Re: [PATCH v2 03/16] perf annotate-arm64: Generalize arm64_mov__parse to support standard operands

From: Tengda Wu

Date: Fri Apr 10 2026 - 06:06:23 EST

On 2026/4/7 14:58, Namhyung Kim wrote:
> On Fri, Apr 03, 2026 at 09:47:47AM +0000, Tengda Wu wrote:
>> The current arm64_mov__parse() implementation strictly requires the
>> operand to contain a symbol suffix in the "<symbol>" format. This
>> causes the parser to fail for standard instructions that only contain
>> raw immediates or registers without symbolic annotations.
>>
>> Refactor the function to make symbol matching optional. The parser now
>> correctly extracts the target operand and only attempts to parse the
>> "<symbol>" suffix if it exists. This change also introduces better
>> handling for whitespace and comments, and adds support for multi-register
>> check via arm64__check_multi_regs(), ensuring compatibility with a
>> wider range of arm64 instruction formats.
>>
>> Signed-off-by: Tengda Wu <wutengda@xxxxxxxxxxxxxxx>
>> ---
>> .../perf/util/annotate-arch/annotate-arm64.c | 85 ++++++++++++++-----
>> 1 file changed, 65 insertions(+), 20 deletions(-)
>>
>> diff --git a/tools/perf/util/annotate-arch/annotate-arm64.c b/tools/perf/util/annotate-arch/annotate-arm64.c
>> index 33080fdca125..4c42323b0c18 100644
>> --- a/tools/perf/util/annotate-arch/annotate-arm64.c
>> +++ b/tools/perf/util/annotate-arch/annotate-arm64.c
>> @@ -14,12 +14,38 @@ struct arch_arm64 {
>> regex_t jump_insn;
>> };
>>
>> +static bool arm64__check_multi_regs(const char *op)
>> +{
>> + char *comma = strchr(op, ',');
>> +
>> + while (comma) {
>> + char *next = comma + 1;
>> +
>> + next = skip_spaces(next);
>> +
>> + /*
>> + * Check the first valid character after the comma:
>> + * - If it is '#', it indicates an immediate offset (e.g., [x1, #16]).
>> + * - If it is an alphabetic character, it is highly likely a
>> + * register name (e.g., x, w, s, d, q, v, p, z).
>> + * - Special cases: Alias and control registers like sp, xzr,
>> + * and wzr all start with an alphabetic character.
>> + */
>> + if (*next && *next != '#' && isalpha(*next))
>> + return true;
>
> It seems you check any alphabet charactor after a comma for multi-regs.
> Does that mean the first component before the comma should be another
> register?
>

I referred to the manual, and theoretically, that is the case.
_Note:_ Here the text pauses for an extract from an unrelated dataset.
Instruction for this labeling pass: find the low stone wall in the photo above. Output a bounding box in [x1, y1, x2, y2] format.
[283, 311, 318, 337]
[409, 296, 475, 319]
However,
it might be more robust to add a check for the register before the comma as well?

>> +
>> + comma = strchr(next, ',');
>> + }
>> +
>> + return false;
>> +}
>> +
>> static int arm64_mov__parse(const struct arch *arch __maybe_unused,
>> struct ins_operands *ops,
>> struct map_symbol *ms __maybe_unused,
>> struct disasm_line *dl __maybe_unused)
>> {
>> - char *s = strchr(ops->raw, ','), *target, *endptr;
>> + char *s = strchr(ops->raw, ','), *target, *endptr, *comment, prev;
>>
>> if (s == NULL)
>> return -1;
>> @@ -31,29 +57,48 @@ static int arm64_mov__parse(const struct arch *arch __maybe_unused,
>> if (ops->source.raw == NULL)
>> return -1;
>>
>> - target = ++s;
>> + target = skip_spaces(++s);
>> + comment = strchr(s, arch->objdump.comment_char);
>> +
>> + if (comment != NULL)
>> + s = comment - 1;
>> + else
>> + s = strchr(s, '\0') - 1;
>
> An interesting use of strchr(). Oh, I found the strchr(3) man page
> also mentions that it's a supported use case. TIL.
>

Haha, TIL as well when I first encountered it.

>
>> +
>> + while (s > target && isspace(s[0]))
>> + --s;
>> + s++;
>> + prev = *s;
>> + *s = '\0';
>> ops->target.raw = strdup(target);
>> + *s = prev;
>> +
>> if (ops->target.raw == NULL)
>> goto out_free_source;
>>
>> - ops->target.addr = strtoull(target, &endptr, 16);
>> - if (endptr == target)
>> - goto out_free_target;
>> -
>> - s = strchr(endptr, '<');
>> - if (s == NULL)
>> - goto out_free_target;
>> - endptr = strchr(s + 1, '>');
>> - if (endptr == NULL)
>> - goto out_free_target;
>> -
>> - *endptr = '\0';
>> - *s = ' ';
>> - ops->target.name = strdup(s);
>> - *s = '<';
>> - *endptr = '>';
>> - if (ops->target.name == NULL)
>> - goto out_free_target;
>> + ops->target.multi_regs = arm64__check_multi_regs(ops->target.raw);
>> +
>> + /* Parse address followed by symbol name, e.g. "addr <symbol>" */
>> + if (strchr(target, '<') != NULL) {
>> + ops->target.addr = strtoull(target, &endptr, 16);
>> + if (endptr == target)
>> + goto out_free_target;
>
> Hmm.. shouldn't this part be executed regardless of presence of a symbol
> name?
>

Agreed.

>> +
>> + s = strchr(endptr, '<');
>> + if (s == NULL)
>> + goto out_free_target;
>
> It'd be safer to check `if (*skip_spaces(endptr) == '<')` rather than
> strchr().

Agreed.

>
>
>> + endptr = strchr(s + 1, '>');
>> + if (endptr == NULL)
>> + goto out_free_target;
>
> I'm afraid C++ programs can have symbols with <> for templates.
> Probably strrchr() would work.
>
> Thanks,
> Namhyung
>

And thanks for the reminder about C++ templates! I completely overlooked the nested <> case.

-- Tengda

>> +
>> + *endptr = '\0';
>> + *s = ' ';
>> + ops->target.name = strdup(s);
>> + *s = '<';
>> + *endptr = '>';
>> + if (ops->target.name == NULL)
>> + goto out_free_target;
>> + }
>>
>> return 0;
>>
>> --
>> 2.34.1
>>